“I shut my eyes in order to see,” said French painter, sculptor, and artist Paul Gauguin. As a little girl, though completely unaware of this insightful quote on imagination, I lived this maxim. Nothing was more exhilarating to me than closing my eyes in order to imagine far away exotic lands, a handsome prince, or a deep enough hole leading straight to China!
In fact, like many, imagination fuelled my young heart and mind. After reading C.S. Lewis’s The Chronicles of Narnia I would walk into dark closets filled with warm winter coats fully expecting to be transported like the Pevensie children into the land of Narnia. Charlotte’s Web took me to a farm where I could talk to my dog, like Fern talked to Wilbur, or to the spiders that hung from intricate webs in my garage. Pictures on the wall came to life and danced before me; ordinary objects became extraordinary tools enabling me to defeat all those imaginary giants and inspiring me toward powerful possibilities fuelled by vivid imagination.
Sadly, as happens to many adults, my imagination has changed. I don’t often view my closet as a doorway to unseen worlds, nor do I pretend that my dogs understand one word of my verbal affection towards them. Pictures don’t come to life, and I no-longer pretend my garden rake or broom is a secret weapon against fantastical foes. Often, I feel that my imagination has become nothing more than wishful thinking. Rather than thinking creatively about the life I’ve been given, I day-dream about what my life might be like if...I lived in Holland, for example, or could back-pack across Europe, or lived on a kibbutz, or was a famous actress, or a world-renowned tennis player, or any number of alternative lives to the one I currently occupy.

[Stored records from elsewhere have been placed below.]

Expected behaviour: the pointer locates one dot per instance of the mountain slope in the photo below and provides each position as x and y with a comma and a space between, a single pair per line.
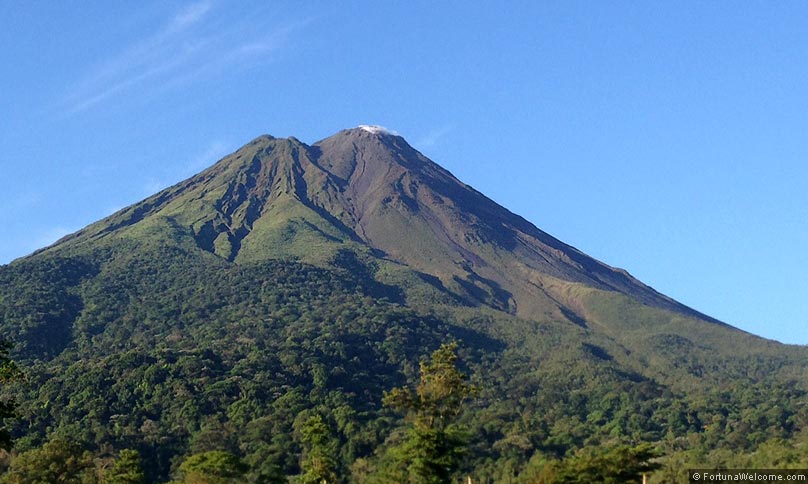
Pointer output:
290, 278
368, 190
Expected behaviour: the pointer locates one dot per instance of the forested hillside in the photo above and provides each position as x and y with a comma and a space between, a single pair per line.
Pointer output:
249, 322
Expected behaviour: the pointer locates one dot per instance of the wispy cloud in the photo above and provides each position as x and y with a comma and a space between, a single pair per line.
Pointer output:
214, 152
48, 236
191, 45
432, 137
205, 158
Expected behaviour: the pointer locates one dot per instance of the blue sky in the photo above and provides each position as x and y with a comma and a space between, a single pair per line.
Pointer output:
667, 138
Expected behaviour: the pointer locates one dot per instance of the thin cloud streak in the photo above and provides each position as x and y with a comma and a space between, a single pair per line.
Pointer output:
192, 46
432, 138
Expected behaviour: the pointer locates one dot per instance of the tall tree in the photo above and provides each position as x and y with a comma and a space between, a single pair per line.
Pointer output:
319, 461
127, 469
434, 445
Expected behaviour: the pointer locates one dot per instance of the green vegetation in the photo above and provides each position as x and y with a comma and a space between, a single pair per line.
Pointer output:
157, 356
240, 327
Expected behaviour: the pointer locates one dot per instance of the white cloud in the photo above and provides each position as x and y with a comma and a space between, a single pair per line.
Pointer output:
191, 45
153, 186
432, 138
214, 152
48, 236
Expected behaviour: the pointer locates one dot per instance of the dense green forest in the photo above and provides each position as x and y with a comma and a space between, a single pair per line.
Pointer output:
147, 363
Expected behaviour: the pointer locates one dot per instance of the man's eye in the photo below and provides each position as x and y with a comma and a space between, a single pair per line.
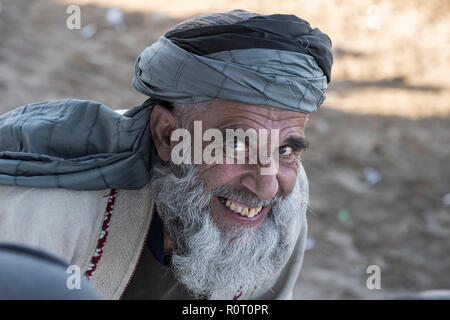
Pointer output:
237, 145
286, 150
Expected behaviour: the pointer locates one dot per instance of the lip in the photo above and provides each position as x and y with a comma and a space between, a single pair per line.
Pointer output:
240, 220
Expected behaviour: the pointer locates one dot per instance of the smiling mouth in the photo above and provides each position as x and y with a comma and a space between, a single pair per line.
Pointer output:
239, 208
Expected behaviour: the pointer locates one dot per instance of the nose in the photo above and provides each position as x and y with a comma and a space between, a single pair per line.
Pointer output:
264, 186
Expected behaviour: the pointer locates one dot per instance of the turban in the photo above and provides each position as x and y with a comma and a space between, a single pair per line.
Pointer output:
274, 60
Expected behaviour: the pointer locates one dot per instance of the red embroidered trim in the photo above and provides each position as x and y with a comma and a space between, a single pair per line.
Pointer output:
103, 235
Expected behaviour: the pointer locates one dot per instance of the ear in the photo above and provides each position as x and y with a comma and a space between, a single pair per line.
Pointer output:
162, 123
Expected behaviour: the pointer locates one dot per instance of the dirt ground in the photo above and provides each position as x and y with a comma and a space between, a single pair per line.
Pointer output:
387, 118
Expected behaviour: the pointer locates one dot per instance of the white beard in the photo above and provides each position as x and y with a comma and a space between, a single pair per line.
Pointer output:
206, 260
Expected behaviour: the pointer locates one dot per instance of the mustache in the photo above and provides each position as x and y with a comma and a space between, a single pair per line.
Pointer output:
244, 195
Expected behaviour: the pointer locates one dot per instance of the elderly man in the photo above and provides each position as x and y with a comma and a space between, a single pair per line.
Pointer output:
100, 189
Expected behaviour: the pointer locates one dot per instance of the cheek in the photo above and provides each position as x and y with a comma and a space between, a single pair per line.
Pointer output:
287, 176
221, 174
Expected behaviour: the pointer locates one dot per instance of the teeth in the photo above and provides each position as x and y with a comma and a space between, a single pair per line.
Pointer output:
243, 210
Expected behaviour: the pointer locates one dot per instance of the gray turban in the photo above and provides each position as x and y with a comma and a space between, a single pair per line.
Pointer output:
275, 60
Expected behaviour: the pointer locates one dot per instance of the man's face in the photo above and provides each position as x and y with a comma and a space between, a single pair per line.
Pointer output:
216, 250
224, 115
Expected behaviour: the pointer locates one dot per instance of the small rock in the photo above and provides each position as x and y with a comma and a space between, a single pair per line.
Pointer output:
310, 243
88, 30
343, 215
371, 176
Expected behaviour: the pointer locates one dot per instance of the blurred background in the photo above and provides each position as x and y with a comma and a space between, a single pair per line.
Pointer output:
379, 159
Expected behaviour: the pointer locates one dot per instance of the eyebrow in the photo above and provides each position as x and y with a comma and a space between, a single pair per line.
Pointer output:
299, 142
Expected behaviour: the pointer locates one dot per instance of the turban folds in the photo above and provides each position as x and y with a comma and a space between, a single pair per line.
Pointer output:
274, 60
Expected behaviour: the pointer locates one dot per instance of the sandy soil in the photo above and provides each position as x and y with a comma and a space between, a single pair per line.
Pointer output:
388, 109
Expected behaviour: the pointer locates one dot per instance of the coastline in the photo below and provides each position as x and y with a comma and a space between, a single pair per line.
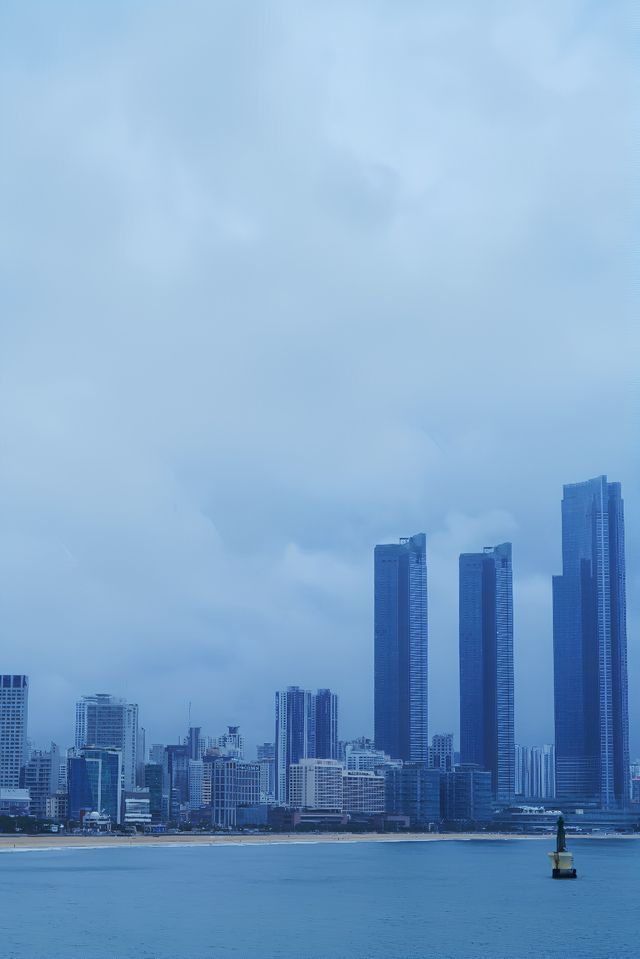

Sadly, the imagination so vital in my youth doesn’t often infuse my life with creative possibility, but rather leads me only to wonder if the grass is greener on the other side. Mid-life regrets reduce imagination to restlessness, and shrivel creative thinking to nothing more than unsettled daydreams. Rather than allowing my imagination to be animated by living into God’s creative power, I allow it to be tethered to worldly dreams of more, or better, or simply other.
The psalmist was not in a mid-life imaginative crisis when he penned Psalm 90. Nevertheless, this psalm attributed to Moses, was a prayer to the God who can redeem imagination for our one life to live. Perhaps, Moses wrote this psalm after an endless day of complaint from wilderness-weary Israelites. Perhaps it was written with regret that his violent outburst against the rock would bar him from entry into the Promised Land. Whatever event prompted its writing, it is a song sung in a minor key, with regret so great he feels consumed by God’s anger and dismayed by God’s wrath (Ps. 90:7-8).
Whether prompted by deep regret, disillusionment, or a simple admitting of reality, Moses reflects on the brevity of life. He compares it to the grass “which sprouts anew. In the morning, it flourishes; toward evening it fades, and withers away” (Psalm 90:6). Indeed, he concedes that “a thousand years in God’s sight are like yesterday when it passes by, or as a watch in the night” (90:4). Before we know it, our life is past, and what do we have to show for it? Have we lived creatively? Have we used our imagination to infuse our fleeting, one-and-only lives to bring forth offerings of beauty and blessing? Imagination, like any other gift, has the potential for good or for ill. It has power to fill my one and only life with creative possibility, or it has the potential to become nothing more than wishful thinking. As the psalmist suggests, our lives can be full of creative possibility when we desire hearts that seek to live wisely, live joyfully, and live gladly before the Lord, the God of infinite imagination and creativity.
Imagination built upon a foundation of gratitude invites us to live our lives with hope and with possibility to imagine great things for our God-given lives. “Things which eye has not seen and ear has not heard....all that God has prepared for those who love him” (Isaiah 64:4; 65:17). Can you imagine it?
In light of our transience, we have the choice to live creatively and imaginatively or wishfully longing for another life. We can choose to dwell in the presence of the God of infinite imagination for what our lives can be or we can choose to waste our time peering over to the other side. Yet we only have one life to live, “so, teach us to number our days, that we may present to you a heart of wisdom....that we may sing for joy and be glad all of our days....and confirm the work of our hands” (90:12, 14b, 15a, 17).
Margaret Manning
(associate writer at Ravi Zacharias International Ministries)
1 comment:
We all need this reminder to savour every moment of ou lives as a gift from God. We do not know when things will change and our freedom to consider these things may be taken from us. This surely IS the day that the Lord has made.